The Gossip, Plural, and Dollar Words project prompts are not old. They are timeless. While generative AI and environments like ChatGPT are embryonic, hot, and novel, they are not automatically superior to timeless tools, techniques, and processes. Imagine if a group of students could turn the gossip program into one that generated poetry and then drew illustrations or created animations based on that random poetry.

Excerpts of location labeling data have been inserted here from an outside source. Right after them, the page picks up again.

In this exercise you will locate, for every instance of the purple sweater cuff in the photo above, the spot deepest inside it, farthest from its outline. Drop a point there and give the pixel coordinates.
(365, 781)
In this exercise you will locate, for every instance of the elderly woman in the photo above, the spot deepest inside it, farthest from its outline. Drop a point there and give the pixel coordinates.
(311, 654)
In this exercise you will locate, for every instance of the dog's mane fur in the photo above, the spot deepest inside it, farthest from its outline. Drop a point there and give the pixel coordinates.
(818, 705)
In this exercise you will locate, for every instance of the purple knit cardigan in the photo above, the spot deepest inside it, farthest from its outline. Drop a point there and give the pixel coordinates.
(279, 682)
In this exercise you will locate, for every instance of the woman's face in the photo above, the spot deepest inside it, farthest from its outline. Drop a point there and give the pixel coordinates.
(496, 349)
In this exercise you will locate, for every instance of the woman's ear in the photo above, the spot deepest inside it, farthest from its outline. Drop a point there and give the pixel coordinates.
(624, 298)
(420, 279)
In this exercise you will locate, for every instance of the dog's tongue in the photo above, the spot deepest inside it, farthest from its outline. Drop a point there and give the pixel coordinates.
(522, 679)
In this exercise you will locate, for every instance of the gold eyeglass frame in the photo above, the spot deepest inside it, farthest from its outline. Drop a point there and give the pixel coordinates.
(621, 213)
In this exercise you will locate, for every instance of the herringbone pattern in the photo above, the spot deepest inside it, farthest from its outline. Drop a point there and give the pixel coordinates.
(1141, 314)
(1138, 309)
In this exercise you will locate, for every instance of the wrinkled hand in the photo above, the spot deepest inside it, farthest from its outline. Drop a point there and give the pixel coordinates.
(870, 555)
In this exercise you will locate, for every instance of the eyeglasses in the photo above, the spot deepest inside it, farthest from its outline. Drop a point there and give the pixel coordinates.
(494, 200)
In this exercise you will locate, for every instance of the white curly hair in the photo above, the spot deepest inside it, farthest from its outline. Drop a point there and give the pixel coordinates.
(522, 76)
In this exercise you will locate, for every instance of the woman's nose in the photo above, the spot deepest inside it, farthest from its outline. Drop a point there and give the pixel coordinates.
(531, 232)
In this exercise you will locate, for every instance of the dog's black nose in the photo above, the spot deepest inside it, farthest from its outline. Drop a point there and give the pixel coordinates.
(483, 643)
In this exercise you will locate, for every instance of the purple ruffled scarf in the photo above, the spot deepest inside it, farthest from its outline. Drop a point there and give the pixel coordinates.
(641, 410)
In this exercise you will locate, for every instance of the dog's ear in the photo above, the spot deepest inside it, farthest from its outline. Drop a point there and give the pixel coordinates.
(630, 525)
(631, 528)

The sky is the limit.

In the context of this study, Logo was an excellent environment for students to explore powerful ideas from a variety of ancient and emergent domains in their own style to grasp the potential of generative artificial intelligence. Logo has always prided itself on featuring a low threshold and high ceiling. In this case, the latest technological craze was no match for the mind of an elementary school student who armed with computational programming tools can construct knowledge in exciting and myriad ways. A comprehensive amplification of the Logo community’s legacy, contributions, and insights through the lens of 2023-24 is imperative.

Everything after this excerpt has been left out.